I had a great plan
As you can see from my sticky notes, I’ve been a bit behind in recording the freeze drying cycles. The plan was to use the sticky notes as a simple way to keep track of the food as I take it out. After I had collected a few cycles, I would come back and match the freeze dryer log to each note, and connect that information back to the pictures I took of the batches.
The idea was/is great, but I let it build up too much. The biggest flaw in the whole plan: I thought my freeze dryer would keep all the data logs. Well, that didn’t quite work out as I had planned.
I now have about six freeze dryer loads that I can’t do a proper cost analysis for. Pity. I guess I’ll have to do a bunch of raw eggs again. No harm, no foul…more food storage.

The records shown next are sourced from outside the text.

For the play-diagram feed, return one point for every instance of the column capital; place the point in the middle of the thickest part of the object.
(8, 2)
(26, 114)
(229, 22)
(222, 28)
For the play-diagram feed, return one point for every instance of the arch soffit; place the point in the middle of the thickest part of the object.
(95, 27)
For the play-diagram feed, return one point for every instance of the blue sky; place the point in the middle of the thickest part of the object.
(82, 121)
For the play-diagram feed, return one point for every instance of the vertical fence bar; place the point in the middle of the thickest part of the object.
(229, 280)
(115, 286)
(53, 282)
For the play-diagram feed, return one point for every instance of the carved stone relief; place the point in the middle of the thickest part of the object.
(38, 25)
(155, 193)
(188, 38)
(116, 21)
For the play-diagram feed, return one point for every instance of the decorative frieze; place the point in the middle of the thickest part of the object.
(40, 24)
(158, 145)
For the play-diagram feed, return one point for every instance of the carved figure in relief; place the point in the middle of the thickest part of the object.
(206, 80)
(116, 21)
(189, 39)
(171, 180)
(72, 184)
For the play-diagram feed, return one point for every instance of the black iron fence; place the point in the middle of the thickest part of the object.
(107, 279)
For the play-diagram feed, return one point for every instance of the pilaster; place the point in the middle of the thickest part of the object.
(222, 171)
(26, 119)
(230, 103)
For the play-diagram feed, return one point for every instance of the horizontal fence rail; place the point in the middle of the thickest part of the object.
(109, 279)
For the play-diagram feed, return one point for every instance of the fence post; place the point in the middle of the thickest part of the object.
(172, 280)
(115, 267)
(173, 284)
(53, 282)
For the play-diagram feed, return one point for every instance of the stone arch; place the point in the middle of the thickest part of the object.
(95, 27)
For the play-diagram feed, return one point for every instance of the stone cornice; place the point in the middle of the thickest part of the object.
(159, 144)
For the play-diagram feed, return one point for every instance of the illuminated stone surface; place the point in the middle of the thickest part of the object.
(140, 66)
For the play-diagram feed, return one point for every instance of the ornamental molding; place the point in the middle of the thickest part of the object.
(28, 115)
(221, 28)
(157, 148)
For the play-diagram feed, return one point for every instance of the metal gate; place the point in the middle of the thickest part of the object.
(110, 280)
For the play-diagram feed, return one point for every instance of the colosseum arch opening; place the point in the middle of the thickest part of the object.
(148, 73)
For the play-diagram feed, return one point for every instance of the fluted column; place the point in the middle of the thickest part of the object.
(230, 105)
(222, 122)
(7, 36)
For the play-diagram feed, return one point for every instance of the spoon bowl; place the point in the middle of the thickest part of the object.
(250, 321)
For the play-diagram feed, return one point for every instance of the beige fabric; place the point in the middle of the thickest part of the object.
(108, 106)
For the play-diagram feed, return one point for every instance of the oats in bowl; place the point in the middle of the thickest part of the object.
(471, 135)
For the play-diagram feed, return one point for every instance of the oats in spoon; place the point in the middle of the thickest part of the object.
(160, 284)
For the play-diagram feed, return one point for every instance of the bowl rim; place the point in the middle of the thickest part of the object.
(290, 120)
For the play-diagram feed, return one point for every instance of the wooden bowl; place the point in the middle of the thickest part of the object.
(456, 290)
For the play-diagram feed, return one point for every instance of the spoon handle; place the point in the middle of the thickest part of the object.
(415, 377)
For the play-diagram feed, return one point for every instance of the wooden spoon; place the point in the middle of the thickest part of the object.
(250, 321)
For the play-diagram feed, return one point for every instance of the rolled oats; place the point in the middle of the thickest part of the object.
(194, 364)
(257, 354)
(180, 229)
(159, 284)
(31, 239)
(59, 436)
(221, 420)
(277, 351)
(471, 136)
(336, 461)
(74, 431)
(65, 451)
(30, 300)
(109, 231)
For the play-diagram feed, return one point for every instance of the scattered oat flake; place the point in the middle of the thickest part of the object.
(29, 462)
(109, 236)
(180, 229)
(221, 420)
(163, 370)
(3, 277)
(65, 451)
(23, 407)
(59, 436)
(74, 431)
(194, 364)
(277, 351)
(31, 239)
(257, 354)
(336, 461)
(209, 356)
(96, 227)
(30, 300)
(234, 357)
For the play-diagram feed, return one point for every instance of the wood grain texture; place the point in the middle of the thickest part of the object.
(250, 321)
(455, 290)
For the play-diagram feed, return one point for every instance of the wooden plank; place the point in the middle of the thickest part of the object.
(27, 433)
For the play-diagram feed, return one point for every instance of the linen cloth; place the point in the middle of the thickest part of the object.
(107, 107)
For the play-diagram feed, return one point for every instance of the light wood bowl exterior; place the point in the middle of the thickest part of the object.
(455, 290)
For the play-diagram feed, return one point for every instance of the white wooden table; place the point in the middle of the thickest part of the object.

I can handle that.
So, how many cycle logs does the freeze dryer hold?
My guess is that the freeze dryer’s on-board memory is limited to ~3 MB.
2 thoughts on “The Freeze Dryer Doesn’t Store the Data Logs Forever – Lesson Learned”
Hi ! I hope all is well with you . I really appreciate reading on your website . I have a question if you don’t mind – do you know how to read / understand the data files from HarvestRight ? I am trying to figure out the time intervals from one entry to another . Any ideas you have would be awesome , Thanks ! – Larry
Larry
There are a couple graphics on this post that might give you a better view of the data from the logs. https://www.familycanning.com/freeze-drying-posts/cost-deep-dive/3-freeze-dryer-sizes-compared-corn/
See the section “Timeline view of the 3-tray freeze dryer cycle.”
Let us know if you have any other questions.